3 min read

Maple syrup producers say they are tapping trees a month earlier than a generation ago.

ACWORTH, N.H. (AP) – The state’s maple syrup producers say they can see the effects of global warming in their own backyards: They are tapping their trees about a month earlier than their ancestors did.

A giant chart on the wall of the Clark Sugar House in Acworth shows the maple syrup season began changing about 20 years ago.

Since 1896, generations of Clarks attached their buckets in March, during the week of town meeting, and almost never made syrup before then. But in the mid-1980s, they began tapping mostly in February, and March became the month for boiling and bottling instead.

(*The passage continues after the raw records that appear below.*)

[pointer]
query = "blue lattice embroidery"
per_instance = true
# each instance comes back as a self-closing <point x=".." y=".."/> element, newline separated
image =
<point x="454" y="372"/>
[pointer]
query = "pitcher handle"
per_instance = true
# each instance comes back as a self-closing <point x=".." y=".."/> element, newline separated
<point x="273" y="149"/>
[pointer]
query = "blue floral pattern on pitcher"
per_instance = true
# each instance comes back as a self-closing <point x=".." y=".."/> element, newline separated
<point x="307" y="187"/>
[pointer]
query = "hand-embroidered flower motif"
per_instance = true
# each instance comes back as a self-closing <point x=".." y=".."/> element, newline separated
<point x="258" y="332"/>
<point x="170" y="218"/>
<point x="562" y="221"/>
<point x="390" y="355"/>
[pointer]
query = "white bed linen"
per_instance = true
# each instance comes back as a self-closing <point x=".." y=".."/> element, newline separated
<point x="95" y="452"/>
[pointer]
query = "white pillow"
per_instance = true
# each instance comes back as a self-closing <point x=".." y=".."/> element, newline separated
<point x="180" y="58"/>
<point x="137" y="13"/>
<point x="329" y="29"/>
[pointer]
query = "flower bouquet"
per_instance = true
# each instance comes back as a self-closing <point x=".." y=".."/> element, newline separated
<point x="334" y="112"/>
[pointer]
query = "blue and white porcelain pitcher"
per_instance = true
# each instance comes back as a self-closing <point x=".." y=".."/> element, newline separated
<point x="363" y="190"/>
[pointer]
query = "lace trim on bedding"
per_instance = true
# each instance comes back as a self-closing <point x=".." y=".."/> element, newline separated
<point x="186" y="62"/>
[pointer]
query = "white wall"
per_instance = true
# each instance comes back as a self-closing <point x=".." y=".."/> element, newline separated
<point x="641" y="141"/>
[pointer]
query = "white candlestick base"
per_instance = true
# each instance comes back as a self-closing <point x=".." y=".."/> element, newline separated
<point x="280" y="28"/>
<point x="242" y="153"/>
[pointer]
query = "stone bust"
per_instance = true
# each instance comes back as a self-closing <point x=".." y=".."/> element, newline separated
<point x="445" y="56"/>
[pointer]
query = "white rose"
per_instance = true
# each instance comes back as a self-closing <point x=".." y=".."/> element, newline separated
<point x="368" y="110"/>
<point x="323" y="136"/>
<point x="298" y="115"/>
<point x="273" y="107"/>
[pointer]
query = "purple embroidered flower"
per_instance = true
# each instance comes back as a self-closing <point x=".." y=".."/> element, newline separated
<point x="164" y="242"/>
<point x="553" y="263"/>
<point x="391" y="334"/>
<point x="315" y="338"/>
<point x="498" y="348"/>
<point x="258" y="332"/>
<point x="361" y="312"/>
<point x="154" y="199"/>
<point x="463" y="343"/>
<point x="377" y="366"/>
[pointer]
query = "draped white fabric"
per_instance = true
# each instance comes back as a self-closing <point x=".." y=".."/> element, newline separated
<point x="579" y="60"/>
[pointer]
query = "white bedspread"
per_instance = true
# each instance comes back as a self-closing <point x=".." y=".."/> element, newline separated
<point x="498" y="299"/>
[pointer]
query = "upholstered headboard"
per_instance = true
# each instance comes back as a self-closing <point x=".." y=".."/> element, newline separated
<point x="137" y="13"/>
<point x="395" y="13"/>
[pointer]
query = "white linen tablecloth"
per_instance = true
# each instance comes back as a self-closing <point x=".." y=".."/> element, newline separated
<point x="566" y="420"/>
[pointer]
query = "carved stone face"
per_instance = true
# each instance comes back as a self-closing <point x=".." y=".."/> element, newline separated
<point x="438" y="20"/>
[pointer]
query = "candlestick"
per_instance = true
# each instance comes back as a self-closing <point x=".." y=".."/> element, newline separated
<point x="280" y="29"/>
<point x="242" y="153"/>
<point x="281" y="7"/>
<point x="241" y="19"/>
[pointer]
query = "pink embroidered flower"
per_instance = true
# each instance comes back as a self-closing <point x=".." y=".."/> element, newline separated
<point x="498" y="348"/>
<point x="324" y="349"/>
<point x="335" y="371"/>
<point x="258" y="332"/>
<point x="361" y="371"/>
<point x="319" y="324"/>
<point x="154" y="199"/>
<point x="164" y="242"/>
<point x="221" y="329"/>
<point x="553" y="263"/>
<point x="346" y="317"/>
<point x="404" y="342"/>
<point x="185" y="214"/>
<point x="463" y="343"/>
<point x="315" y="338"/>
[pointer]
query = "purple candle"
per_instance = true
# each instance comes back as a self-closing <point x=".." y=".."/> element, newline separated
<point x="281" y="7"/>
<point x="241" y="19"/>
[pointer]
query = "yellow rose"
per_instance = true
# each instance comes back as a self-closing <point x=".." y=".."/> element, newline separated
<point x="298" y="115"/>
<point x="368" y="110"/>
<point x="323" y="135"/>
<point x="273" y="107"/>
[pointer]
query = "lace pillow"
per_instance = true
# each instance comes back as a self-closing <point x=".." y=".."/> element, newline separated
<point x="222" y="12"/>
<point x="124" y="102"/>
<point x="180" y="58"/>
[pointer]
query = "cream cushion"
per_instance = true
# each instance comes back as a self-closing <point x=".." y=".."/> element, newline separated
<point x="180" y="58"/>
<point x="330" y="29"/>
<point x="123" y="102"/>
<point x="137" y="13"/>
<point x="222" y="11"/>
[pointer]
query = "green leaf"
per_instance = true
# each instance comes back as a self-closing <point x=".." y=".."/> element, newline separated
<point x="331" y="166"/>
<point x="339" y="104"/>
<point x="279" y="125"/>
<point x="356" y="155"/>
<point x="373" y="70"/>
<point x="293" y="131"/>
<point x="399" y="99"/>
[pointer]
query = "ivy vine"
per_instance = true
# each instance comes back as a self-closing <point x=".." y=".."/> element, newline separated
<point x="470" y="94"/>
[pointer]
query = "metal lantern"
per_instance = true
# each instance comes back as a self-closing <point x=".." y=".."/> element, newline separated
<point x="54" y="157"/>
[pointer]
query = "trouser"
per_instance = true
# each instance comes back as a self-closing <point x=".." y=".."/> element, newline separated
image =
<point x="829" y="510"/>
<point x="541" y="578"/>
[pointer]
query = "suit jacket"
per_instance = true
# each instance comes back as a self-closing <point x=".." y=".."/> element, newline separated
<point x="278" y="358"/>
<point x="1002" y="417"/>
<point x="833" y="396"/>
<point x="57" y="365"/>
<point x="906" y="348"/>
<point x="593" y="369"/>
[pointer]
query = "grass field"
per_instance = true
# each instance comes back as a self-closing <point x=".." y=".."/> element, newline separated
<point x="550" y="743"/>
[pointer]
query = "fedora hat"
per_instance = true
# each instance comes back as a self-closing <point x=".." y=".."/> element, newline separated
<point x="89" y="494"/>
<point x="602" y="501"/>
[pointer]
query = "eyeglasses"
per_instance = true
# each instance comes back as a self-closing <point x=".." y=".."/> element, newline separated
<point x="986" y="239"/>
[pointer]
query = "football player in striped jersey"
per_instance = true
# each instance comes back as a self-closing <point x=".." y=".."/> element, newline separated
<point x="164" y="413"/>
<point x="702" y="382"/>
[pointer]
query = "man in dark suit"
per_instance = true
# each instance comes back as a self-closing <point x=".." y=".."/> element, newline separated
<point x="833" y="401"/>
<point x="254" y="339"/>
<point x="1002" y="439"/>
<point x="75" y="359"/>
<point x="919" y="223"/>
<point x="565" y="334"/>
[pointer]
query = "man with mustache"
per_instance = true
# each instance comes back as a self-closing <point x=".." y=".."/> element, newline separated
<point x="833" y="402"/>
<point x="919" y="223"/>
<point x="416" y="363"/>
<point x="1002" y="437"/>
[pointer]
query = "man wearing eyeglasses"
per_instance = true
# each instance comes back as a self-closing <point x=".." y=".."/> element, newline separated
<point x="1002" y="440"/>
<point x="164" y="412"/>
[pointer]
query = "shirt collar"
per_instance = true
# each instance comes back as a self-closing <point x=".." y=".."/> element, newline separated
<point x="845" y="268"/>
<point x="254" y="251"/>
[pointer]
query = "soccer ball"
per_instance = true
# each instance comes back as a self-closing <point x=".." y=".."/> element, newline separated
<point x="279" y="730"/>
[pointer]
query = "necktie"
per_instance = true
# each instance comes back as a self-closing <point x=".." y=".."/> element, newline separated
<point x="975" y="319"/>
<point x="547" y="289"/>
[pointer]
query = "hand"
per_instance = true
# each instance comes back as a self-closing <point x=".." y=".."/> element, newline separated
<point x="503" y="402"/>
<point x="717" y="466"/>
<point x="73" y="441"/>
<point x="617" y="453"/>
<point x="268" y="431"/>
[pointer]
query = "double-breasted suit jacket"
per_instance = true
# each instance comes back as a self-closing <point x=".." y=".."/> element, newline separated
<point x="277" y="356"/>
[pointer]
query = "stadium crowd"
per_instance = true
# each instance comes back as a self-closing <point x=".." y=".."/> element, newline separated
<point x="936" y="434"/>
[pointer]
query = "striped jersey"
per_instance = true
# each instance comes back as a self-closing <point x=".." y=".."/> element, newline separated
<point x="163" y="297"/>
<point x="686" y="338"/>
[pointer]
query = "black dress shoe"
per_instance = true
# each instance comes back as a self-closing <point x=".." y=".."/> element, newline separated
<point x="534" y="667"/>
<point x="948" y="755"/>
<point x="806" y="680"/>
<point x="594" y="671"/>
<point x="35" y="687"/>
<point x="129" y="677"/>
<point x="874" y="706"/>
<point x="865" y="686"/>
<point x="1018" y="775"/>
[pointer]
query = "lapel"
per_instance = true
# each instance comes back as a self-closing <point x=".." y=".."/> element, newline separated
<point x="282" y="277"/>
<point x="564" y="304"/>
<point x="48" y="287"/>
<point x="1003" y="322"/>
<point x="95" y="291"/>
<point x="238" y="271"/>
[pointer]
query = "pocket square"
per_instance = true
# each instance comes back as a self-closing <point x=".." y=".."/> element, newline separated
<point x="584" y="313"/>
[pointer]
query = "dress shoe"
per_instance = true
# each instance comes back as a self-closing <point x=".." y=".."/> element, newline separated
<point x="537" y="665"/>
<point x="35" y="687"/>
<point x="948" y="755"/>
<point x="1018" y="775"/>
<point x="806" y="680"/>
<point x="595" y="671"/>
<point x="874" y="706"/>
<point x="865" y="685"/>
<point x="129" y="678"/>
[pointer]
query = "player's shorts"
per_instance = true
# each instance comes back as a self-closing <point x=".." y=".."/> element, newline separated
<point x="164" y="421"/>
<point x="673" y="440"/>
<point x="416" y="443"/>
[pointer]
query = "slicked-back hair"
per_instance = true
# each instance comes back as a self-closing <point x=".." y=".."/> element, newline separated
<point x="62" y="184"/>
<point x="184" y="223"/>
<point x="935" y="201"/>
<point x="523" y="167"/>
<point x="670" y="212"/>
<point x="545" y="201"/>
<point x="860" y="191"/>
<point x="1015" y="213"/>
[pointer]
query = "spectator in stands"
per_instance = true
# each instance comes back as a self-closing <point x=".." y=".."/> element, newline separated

“Most everybody’s tapping a lot earlier than they used to,” said Arvin Clark, 72, who has been running syrup production at the farm since 1959.

The Clarks’ chart might just be a glimpse of the future.

Scientists around the world, including some at the University of New Hampshire, predict that by 2050 New England’s average temperature will rise between 6 degrees and 10 degrees. That warming will vastly alter the climate needed to support a northern hardwood forest, including sugar maples.

The change could have a big impact in Maine, where maple sugaring is so common that Gov. John Baldacci last week tapped trees on the grounds of the gubernatorial mansion.

Maine has been the country’s No. 2 syrup producer behind Vermont, with production rising from less than 12,000 gallons a year through most of the 1980s to 230,000 gallons in 2002.

A delicate balance of sun and rain, snowfall and freezing temperatures is what helps the tree turn its starch into sugar. For the sap to run, nights need to be below freezing, ideally in the mid-20s. Days need to be in the mid-40s.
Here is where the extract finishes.